A collimator optical system that converts light diverged from each part of the pattern of the chart illuminated by the light source into a parallel light beam; and an adjusted body that accommodates the adjusted lens, wherein the optical axis of the adjusted lens is the collimator optical system. A mount portion that is detachably fixed in a state of being coaxial with the optical axis of the lens, and is arranged at a reference position with respect to the object to be adjusted when the object to be adjusted is fixed to the mount portion, and is formed by the lens to be adjusted.

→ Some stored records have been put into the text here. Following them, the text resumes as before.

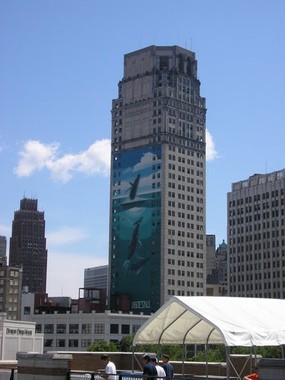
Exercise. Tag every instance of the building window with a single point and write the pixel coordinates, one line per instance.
(99, 328)
(74, 329)
(135, 328)
(86, 328)
(114, 328)
(61, 329)
(85, 342)
(48, 342)
(125, 329)
(73, 343)
(48, 329)
(60, 343)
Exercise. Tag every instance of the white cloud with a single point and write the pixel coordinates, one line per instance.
(65, 274)
(5, 231)
(211, 152)
(66, 235)
(37, 156)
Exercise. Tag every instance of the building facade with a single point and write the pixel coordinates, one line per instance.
(256, 236)
(10, 291)
(66, 331)
(28, 245)
(3, 250)
(158, 180)
(18, 336)
(96, 277)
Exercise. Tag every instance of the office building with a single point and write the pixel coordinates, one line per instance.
(210, 253)
(28, 245)
(96, 277)
(3, 250)
(158, 179)
(217, 279)
(17, 336)
(66, 331)
(10, 291)
(256, 236)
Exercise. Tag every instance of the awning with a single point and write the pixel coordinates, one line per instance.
(232, 321)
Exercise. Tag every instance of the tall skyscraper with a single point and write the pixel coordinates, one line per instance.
(158, 180)
(3, 250)
(256, 236)
(28, 245)
(96, 277)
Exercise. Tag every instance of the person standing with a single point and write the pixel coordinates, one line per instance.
(168, 368)
(149, 370)
(110, 369)
(161, 375)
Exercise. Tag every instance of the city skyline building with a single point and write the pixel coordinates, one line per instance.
(157, 245)
(28, 245)
(256, 236)
(96, 277)
(11, 291)
(3, 250)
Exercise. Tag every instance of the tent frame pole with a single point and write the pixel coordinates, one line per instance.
(228, 353)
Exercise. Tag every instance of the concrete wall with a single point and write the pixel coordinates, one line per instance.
(33, 366)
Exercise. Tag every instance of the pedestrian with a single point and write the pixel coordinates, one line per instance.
(161, 375)
(168, 368)
(149, 370)
(110, 369)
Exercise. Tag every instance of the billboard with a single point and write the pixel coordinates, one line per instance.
(136, 227)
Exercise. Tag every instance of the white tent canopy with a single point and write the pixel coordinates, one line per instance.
(232, 321)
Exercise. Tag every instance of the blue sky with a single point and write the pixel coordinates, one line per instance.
(60, 64)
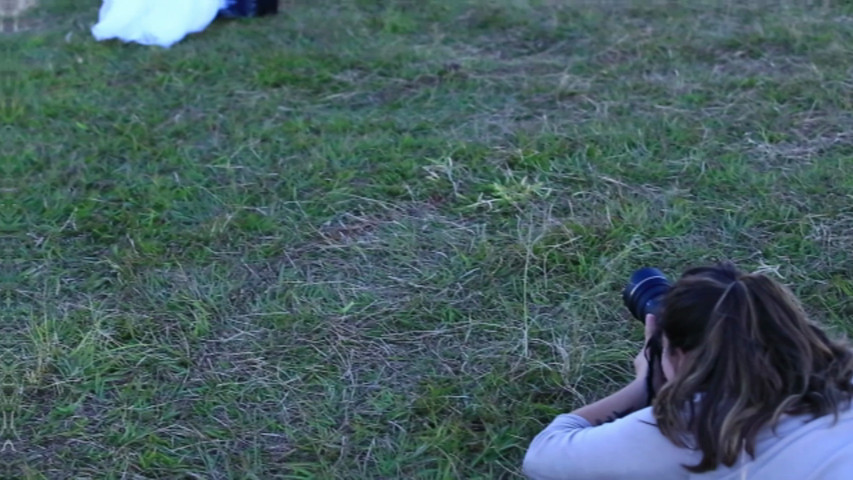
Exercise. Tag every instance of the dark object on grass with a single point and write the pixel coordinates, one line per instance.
(643, 295)
(644, 291)
(249, 8)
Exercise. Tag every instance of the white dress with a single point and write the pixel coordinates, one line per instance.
(154, 22)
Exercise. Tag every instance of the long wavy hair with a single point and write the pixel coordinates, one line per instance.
(752, 357)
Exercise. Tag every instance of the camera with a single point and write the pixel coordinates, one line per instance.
(644, 292)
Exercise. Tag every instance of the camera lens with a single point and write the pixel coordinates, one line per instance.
(644, 291)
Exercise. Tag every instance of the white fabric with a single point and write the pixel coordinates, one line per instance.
(154, 22)
(633, 448)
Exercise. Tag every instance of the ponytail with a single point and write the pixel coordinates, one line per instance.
(752, 357)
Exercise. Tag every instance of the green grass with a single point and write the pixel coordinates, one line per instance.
(368, 239)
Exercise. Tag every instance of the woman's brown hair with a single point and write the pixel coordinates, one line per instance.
(753, 356)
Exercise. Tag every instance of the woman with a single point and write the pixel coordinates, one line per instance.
(752, 391)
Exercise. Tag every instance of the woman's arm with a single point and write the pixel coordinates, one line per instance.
(627, 400)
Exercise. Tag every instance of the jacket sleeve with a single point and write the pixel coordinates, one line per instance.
(570, 448)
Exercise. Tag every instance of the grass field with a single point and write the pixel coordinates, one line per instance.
(387, 239)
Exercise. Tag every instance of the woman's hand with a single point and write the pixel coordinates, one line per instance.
(641, 361)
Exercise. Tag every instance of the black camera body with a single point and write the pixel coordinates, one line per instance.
(644, 292)
(643, 295)
(249, 8)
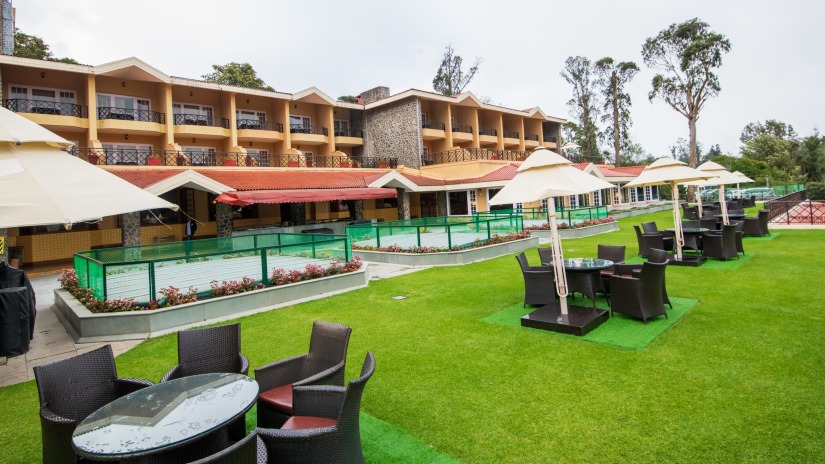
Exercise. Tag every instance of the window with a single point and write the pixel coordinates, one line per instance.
(457, 204)
(341, 128)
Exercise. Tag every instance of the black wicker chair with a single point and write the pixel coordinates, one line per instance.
(648, 241)
(639, 297)
(539, 282)
(212, 350)
(325, 427)
(757, 225)
(323, 365)
(249, 450)
(722, 246)
(70, 390)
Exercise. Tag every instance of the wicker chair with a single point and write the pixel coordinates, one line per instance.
(722, 246)
(211, 350)
(639, 297)
(615, 253)
(648, 241)
(323, 365)
(325, 427)
(539, 282)
(250, 450)
(70, 390)
(757, 225)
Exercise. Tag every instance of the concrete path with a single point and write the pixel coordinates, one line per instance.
(52, 343)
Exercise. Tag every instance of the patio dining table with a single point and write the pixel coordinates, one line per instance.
(164, 417)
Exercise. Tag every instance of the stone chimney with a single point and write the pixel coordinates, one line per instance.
(373, 95)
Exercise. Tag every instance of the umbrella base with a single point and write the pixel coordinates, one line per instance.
(579, 321)
(690, 260)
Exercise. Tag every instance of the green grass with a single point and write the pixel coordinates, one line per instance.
(739, 378)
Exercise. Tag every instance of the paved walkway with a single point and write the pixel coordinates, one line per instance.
(52, 343)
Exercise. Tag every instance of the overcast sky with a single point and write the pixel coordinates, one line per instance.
(775, 69)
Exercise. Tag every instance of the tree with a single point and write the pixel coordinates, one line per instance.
(32, 46)
(451, 79)
(611, 79)
(689, 53)
(578, 73)
(238, 74)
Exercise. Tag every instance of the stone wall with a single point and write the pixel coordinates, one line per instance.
(394, 131)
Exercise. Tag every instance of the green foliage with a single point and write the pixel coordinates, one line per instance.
(610, 82)
(32, 46)
(237, 74)
(578, 72)
(451, 79)
(688, 53)
(816, 190)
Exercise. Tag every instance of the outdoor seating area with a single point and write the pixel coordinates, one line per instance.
(88, 412)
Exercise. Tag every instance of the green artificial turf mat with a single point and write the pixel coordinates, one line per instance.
(619, 330)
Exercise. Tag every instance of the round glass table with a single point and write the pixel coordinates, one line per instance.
(164, 416)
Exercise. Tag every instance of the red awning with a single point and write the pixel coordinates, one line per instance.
(248, 197)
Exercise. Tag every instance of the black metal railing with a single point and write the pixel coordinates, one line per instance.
(44, 107)
(257, 124)
(308, 129)
(129, 114)
(433, 125)
(348, 133)
(200, 120)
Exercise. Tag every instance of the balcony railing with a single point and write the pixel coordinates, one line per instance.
(433, 125)
(44, 107)
(150, 157)
(308, 129)
(257, 124)
(349, 133)
(129, 114)
(200, 120)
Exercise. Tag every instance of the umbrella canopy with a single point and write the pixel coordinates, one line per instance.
(545, 174)
(671, 172)
(41, 185)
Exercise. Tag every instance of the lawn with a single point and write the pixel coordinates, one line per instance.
(738, 378)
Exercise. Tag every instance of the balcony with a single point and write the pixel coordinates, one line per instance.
(307, 134)
(433, 130)
(201, 126)
(134, 121)
(348, 137)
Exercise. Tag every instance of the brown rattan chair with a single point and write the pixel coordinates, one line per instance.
(323, 365)
(539, 282)
(249, 450)
(211, 350)
(70, 390)
(721, 246)
(639, 297)
(325, 427)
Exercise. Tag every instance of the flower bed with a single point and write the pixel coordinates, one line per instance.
(173, 296)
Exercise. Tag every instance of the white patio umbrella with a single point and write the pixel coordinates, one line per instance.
(721, 178)
(671, 172)
(41, 184)
(545, 174)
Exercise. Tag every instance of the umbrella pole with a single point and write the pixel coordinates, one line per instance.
(679, 237)
(723, 204)
(558, 259)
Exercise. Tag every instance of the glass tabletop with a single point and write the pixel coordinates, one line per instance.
(165, 414)
(586, 264)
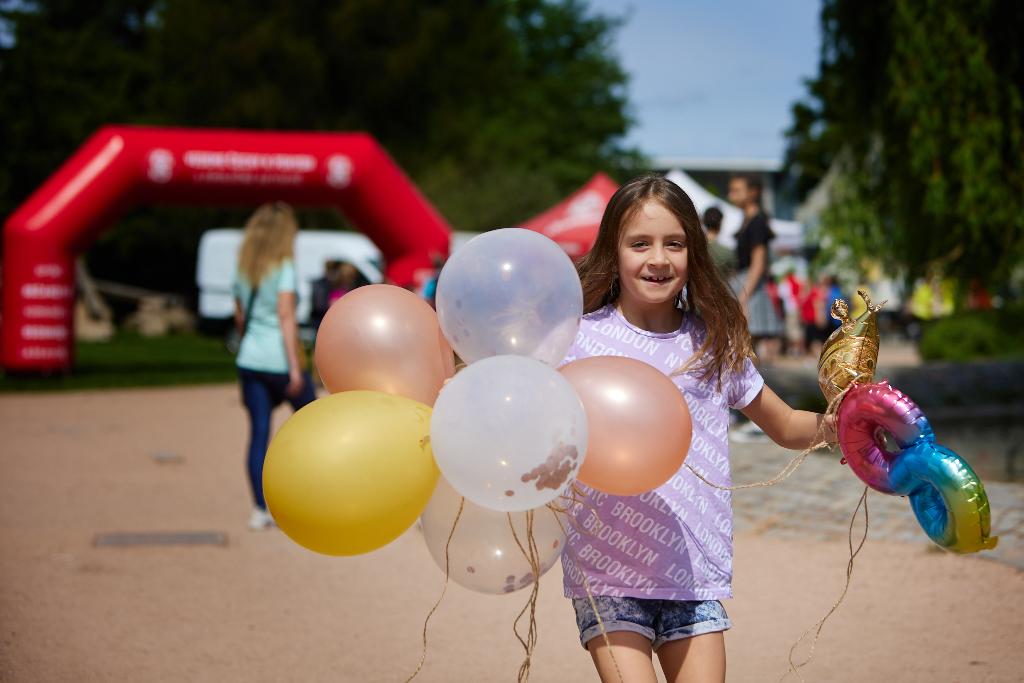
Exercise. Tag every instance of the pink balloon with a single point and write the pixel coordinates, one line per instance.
(383, 338)
(638, 422)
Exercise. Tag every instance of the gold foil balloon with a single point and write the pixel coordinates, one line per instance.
(851, 352)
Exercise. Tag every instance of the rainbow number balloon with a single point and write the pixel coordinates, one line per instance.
(947, 497)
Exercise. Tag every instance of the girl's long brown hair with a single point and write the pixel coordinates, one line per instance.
(727, 343)
(268, 241)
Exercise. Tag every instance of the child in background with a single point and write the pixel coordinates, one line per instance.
(657, 564)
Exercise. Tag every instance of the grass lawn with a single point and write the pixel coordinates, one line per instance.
(131, 360)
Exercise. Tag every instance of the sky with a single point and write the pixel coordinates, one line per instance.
(715, 79)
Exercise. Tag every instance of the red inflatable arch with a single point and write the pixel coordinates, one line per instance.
(122, 167)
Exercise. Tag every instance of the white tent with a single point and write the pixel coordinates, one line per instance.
(788, 233)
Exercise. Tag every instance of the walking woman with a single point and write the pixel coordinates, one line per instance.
(754, 260)
(269, 360)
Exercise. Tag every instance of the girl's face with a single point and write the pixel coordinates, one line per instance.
(652, 256)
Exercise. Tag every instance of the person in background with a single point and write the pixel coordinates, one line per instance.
(339, 279)
(792, 292)
(753, 262)
(724, 258)
(270, 370)
(812, 312)
(322, 288)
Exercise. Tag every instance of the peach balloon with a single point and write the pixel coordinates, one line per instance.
(383, 338)
(639, 424)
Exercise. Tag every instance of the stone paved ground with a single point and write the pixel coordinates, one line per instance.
(817, 501)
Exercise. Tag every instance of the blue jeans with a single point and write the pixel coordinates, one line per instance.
(261, 392)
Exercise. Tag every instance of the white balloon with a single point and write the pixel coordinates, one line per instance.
(509, 433)
(510, 292)
(484, 555)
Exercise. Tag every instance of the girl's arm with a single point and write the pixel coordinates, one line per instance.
(290, 331)
(788, 428)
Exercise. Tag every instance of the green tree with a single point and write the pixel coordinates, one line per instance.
(919, 108)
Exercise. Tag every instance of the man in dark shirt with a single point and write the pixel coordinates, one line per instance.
(753, 260)
(724, 258)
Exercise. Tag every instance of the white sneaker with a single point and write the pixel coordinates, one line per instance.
(260, 519)
(748, 433)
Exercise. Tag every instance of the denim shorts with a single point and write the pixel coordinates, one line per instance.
(659, 621)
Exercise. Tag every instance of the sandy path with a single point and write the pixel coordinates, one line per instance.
(262, 608)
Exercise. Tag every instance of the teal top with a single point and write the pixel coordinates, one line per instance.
(262, 347)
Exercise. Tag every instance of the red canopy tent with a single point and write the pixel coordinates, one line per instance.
(573, 221)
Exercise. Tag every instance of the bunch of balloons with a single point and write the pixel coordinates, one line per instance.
(889, 443)
(510, 433)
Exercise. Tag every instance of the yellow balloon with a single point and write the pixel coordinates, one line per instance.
(350, 472)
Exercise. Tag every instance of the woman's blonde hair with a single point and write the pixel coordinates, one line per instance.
(268, 241)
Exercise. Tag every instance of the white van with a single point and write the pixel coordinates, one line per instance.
(218, 255)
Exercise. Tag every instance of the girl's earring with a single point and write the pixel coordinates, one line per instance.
(682, 299)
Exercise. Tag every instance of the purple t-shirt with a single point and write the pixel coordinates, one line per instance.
(674, 543)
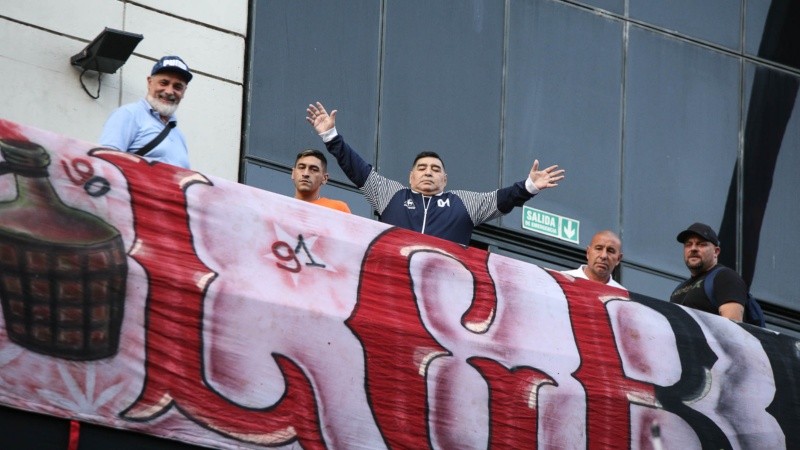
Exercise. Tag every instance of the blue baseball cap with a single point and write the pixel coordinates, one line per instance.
(172, 64)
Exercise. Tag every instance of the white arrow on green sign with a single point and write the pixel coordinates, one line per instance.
(550, 224)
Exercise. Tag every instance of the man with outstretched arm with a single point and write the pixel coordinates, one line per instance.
(425, 206)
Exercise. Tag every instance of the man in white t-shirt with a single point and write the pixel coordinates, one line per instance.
(603, 255)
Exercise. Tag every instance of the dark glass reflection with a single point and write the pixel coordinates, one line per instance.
(772, 101)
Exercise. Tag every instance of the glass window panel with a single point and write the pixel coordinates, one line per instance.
(715, 21)
(771, 189)
(563, 107)
(648, 283)
(301, 53)
(681, 144)
(615, 6)
(772, 31)
(443, 63)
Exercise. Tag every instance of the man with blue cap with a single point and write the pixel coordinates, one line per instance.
(149, 127)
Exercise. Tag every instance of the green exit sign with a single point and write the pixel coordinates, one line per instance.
(550, 224)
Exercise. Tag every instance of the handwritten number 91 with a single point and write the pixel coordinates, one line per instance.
(288, 255)
(285, 254)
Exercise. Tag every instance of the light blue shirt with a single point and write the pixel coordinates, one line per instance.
(130, 127)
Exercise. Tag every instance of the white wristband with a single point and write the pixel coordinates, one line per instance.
(529, 186)
(328, 136)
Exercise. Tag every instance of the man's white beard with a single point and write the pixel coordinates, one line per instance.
(162, 108)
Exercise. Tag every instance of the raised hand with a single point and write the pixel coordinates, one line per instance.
(319, 118)
(546, 178)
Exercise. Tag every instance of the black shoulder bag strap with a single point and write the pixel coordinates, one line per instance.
(157, 140)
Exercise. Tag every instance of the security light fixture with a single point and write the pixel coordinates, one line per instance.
(105, 54)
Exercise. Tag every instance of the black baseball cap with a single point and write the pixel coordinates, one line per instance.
(700, 229)
(172, 64)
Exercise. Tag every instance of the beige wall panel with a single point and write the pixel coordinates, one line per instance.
(42, 89)
(205, 50)
(229, 15)
(83, 19)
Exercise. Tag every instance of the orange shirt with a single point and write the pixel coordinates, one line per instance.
(333, 204)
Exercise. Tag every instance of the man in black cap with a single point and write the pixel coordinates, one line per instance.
(146, 127)
(700, 252)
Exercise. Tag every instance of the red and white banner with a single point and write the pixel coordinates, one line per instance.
(147, 297)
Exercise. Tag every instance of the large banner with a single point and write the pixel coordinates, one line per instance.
(147, 297)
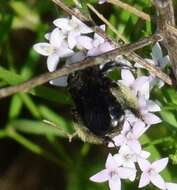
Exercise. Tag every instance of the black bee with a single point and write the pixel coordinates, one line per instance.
(100, 103)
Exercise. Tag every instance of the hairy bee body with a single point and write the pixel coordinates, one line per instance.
(99, 111)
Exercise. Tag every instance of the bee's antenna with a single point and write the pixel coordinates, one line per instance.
(109, 140)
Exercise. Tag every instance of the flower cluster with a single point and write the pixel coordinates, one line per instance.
(131, 155)
(70, 41)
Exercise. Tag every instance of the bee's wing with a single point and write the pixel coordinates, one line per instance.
(125, 97)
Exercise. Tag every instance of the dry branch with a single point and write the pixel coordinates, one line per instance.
(133, 57)
(165, 18)
(131, 9)
(90, 61)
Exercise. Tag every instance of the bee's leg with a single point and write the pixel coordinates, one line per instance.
(112, 64)
(65, 133)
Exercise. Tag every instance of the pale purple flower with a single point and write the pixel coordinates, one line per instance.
(139, 86)
(127, 158)
(157, 60)
(129, 135)
(113, 173)
(56, 48)
(171, 186)
(146, 107)
(150, 172)
(102, 1)
(99, 45)
(102, 48)
(73, 28)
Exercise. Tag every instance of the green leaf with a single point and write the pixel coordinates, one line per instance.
(15, 107)
(35, 127)
(10, 77)
(59, 96)
(30, 105)
(169, 117)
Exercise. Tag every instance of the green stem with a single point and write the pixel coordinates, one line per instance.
(34, 147)
(158, 141)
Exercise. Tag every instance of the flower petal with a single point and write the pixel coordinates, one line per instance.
(156, 52)
(52, 62)
(63, 23)
(144, 180)
(144, 164)
(135, 145)
(152, 106)
(100, 177)
(127, 77)
(111, 163)
(56, 37)
(84, 42)
(115, 184)
(105, 47)
(76, 57)
(171, 186)
(82, 28)
(142, 87)
(138, 128)
(62, 81)
(151, 119)
(127, 173)
(43, 48)
(158, 181)
(144, 154)
(159, 165)
(72, 39)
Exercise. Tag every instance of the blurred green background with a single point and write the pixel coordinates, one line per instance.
(35, 155)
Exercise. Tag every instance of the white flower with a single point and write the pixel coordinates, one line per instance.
(73, 28)
(145, 108)
(99, 45)
(113, 173)
(129, 135)
(127, 157)
(171, 186)
(102, 1)
(157, 60)
(55, 49)
(151, 173)
(139, 86)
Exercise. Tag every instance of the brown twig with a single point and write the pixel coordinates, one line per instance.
(120, 36)
(111, 55)
(135, 57)
(165, 18)
(130, 9)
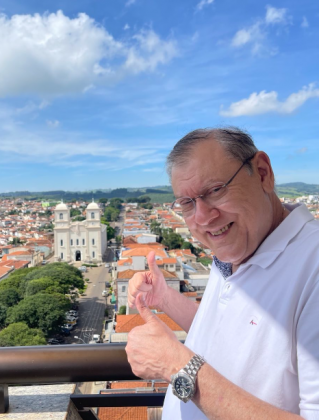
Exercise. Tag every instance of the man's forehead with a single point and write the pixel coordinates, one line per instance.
(207, 163)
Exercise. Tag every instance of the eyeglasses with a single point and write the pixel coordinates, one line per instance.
(211, 197)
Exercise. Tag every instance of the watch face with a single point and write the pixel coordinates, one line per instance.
(183, 386)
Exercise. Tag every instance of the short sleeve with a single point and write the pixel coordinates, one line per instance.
(308, 354)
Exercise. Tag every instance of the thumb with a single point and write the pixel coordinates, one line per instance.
(145, 312)
(152, 264)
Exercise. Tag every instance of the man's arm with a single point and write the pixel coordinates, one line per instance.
(220, 399)
(155, 353)
(178, 307)
(156, 292)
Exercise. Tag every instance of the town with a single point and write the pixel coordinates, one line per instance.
(72, 261)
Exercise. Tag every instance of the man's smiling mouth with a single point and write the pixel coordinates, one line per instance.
(222, 230)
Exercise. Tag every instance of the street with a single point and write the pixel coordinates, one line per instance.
(91, 306)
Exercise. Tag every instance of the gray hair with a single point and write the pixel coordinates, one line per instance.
(237, 143)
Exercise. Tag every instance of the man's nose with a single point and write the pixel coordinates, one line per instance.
(205, 213)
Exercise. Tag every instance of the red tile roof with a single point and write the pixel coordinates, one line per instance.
(166, 261)
(128, 274)
(125, 323)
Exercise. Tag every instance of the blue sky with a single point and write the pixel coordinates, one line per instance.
(95, 93)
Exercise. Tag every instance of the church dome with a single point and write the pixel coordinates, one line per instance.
(93, 206)
(61, 206)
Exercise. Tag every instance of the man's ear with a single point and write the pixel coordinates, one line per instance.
(265, 172)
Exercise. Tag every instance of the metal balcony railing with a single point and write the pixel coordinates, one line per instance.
(70, 364)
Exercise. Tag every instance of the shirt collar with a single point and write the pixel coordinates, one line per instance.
(224, 268)
(279, 239)
(275, 243)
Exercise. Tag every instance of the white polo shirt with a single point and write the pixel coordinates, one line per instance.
(259, 327)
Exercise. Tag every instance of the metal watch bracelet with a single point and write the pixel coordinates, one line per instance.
(194, 365)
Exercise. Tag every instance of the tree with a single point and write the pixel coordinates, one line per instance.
(156, 227)
(44, 311)
(75, 212)
(15, 241)
(122, 310)
(79, 219)
(116, 203)
(63, 274)
(147, 206)
(111, 214)
(9, 297)
(172, 240)
(19, 334)
(145, 199)
(110, 230)
(40, 285)
(3, 315)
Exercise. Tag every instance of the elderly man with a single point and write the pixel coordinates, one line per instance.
(252, 350)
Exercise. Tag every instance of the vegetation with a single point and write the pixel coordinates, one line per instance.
(122, 310)
(19, 334)
(109, 230)
(78, 219)
(205, 261)
(33, 300)
(15, 241)
(75, 212)
(111, 214)
(42, 311)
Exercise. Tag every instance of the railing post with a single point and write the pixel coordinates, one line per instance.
(4, 398)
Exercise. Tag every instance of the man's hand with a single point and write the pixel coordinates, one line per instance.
(153, 350)
(151, 284)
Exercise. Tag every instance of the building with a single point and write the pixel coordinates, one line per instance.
(79, 241)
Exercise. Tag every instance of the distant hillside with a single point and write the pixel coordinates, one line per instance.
(157, 194)
(296, 189)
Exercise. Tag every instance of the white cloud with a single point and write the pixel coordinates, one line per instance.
(304, 23)
(256, 34)
(203, 3)
(54, 54)
(302, 150)
(53, 123)
(245, 36)
(264, 102)
(149, 52)
(275, 16)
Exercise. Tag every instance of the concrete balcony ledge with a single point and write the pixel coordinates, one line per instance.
(41, 402)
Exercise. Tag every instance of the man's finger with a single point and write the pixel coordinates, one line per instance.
(152, 264)
(145, 312)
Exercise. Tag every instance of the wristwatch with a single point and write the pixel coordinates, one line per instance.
(184, 381)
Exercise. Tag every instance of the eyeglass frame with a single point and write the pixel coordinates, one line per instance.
(193, 200)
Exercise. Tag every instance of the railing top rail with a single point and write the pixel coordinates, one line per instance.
(65, 363)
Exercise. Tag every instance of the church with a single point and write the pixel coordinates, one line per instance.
(79, 241)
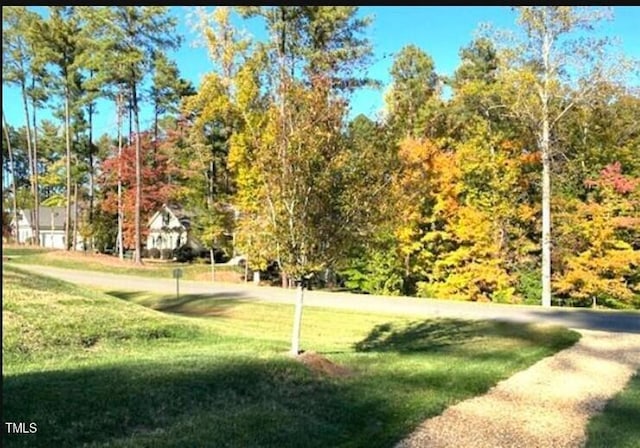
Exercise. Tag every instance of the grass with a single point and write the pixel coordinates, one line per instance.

An image pickup device for picking up an image of the chart, processing an image signal generated by the image pickup device, outputting the processed image signal to a monitor, and outputting the image signal so that the image pickup device has an exposure amount that allows image pickup. A control unit for controlling the output of the light source in response to the change. 2. The lens focal position adjusting device according to claim 1, wherein the light source is arranged at a position sandwiching the chart with the collimator optical system. 3. The lens according to claim 1, further comprising a diffusion plate between the light source and the chart for uniforming a light amount distribution of illumination light from the light source. Focus position adjustment device. 4. The apparatus according to claim 1, wherein said imaging element is held movably along said optical axis of said adjustable lens fixed to said mount via said adjustable body. , 2 or 3. 5. The object to be adjusted fixed to the mount portion,
The lens focal position adjusting device according to any one of claims 1 to 4, wherein the lens barrel is a lens barrel that is interchangeably attached to and detached from a body mount of the camera.